We measured the RMT and the CMCT in the unaffected and affected hemispheres at progressive time points following an ischemic stroke. To our knowledge, there are no studies eliciting such organizational changes in the post-stroke phase, performed in an Indian population. The results of the current study confirm previous findings of the prognostic value of MEPs on stimulation of affected hemisphere, better clinical scores in patients with recordable MEPs in the affected hemisphere, and enhanced RMT in the unaffected hemisphere.

The presence or absence of MEPs on stimulation of the affected hemisphere in the acute phase of ischemic stroke has been linked with better or poor outcome in most studies [6],[18] while a few others do not regard this criterion as a good prognostic indicator. [19] In the current study too, the power of FDI in all the 3 patients who demonstrated recordable MEPs at baseline improved considerably over time (100%) while among the patients whose MEPs were not elicited at baseline, the power improved in only 4 patients (14.3%). Therefore, our study reaffirms that presence of MEP is a good prognostic indicator of motor recovery.

Evaluation of the unaffected hemisphere following stroke gives valuable information on the reorganization and plasticity changes that may occur in the post-stroke phase. The unaffected hemisphere is also known to be affected in stroke. [20],[21] In the current study too, the RMT in the unaffected hemisphere progressively reduced over time in the patients and also when compared with healthy controls.
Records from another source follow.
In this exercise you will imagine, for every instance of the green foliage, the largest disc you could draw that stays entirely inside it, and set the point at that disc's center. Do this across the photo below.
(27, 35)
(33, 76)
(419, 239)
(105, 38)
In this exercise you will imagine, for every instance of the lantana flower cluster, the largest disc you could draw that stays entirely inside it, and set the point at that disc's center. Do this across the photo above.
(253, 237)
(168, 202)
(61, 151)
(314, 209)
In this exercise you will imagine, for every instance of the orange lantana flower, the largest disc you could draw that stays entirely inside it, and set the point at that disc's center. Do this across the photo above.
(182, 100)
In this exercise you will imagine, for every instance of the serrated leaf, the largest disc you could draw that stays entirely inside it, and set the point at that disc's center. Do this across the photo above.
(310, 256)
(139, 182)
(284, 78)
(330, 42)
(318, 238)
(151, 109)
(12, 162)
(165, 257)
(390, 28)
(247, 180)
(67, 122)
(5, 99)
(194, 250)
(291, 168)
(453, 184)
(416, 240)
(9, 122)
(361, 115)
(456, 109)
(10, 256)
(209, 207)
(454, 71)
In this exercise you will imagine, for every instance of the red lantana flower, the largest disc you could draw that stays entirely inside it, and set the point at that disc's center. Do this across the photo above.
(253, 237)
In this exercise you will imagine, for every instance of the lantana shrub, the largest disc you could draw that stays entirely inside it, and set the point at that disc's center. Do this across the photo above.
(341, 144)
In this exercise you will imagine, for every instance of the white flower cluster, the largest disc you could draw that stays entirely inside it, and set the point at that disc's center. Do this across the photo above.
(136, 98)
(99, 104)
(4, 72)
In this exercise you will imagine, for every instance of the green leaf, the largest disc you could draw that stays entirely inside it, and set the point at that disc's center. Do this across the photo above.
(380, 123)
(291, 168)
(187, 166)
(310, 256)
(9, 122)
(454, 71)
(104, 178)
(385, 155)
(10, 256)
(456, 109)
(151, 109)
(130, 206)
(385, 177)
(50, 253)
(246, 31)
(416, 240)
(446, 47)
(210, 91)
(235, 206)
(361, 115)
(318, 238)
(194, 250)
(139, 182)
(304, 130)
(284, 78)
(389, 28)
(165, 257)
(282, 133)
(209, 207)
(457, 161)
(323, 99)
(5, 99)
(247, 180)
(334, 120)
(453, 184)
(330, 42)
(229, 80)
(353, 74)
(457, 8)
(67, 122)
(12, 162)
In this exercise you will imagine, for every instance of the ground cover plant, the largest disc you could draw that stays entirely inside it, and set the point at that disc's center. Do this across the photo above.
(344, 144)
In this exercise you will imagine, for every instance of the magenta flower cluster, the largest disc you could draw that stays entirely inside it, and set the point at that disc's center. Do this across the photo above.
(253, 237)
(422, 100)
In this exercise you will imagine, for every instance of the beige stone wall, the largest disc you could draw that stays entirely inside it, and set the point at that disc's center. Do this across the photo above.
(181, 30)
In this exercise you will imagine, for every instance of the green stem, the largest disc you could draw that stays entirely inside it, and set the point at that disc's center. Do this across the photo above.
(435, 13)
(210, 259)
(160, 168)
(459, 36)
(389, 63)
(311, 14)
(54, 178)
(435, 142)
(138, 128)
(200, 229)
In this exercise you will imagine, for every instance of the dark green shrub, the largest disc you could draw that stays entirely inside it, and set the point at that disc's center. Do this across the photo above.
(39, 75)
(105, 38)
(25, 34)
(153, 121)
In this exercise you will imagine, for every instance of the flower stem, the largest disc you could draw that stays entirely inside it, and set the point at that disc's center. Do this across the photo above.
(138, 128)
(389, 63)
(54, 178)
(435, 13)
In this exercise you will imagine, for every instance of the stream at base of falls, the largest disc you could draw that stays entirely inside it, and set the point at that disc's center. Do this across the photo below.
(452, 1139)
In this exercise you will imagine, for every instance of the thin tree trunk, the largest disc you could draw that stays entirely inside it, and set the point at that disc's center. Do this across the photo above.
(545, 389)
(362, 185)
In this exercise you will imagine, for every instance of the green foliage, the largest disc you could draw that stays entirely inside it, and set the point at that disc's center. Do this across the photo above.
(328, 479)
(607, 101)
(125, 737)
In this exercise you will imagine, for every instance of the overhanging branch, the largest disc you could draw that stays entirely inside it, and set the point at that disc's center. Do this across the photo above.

This suggests a progressive increase in the cortical excitability of the unaffected hemisphere. The proposed mechanisms for such changes may include damage to the transcallosal fibers arising from the affected hemisphere causing loss of inhibition over the unaffected hemisphere, and also the enhanced use of the unaffected hand resulting in cortical excitability. [22],[23] Transcallosal inhibition and intracortical inhibition is also known to be disrupted in early stroke and can contribute to the increased excitation of the unaffected hemisphere due to plastic reorganization. [21] Therefore, the findings of our study also reiterate the reported changes of excitability of the unaffected hemisphere.

The current study had its limitations in that it was performed in a small cohort of patients with ischemic stroke. However, our findings were along the lines of earlier studies. Further studies in a larger population with longer follow-up and using paired pulse paradigms may better reflect the organizational changes in the cerebral hemispheres and provide better insight for the development of rehabilitative techniques.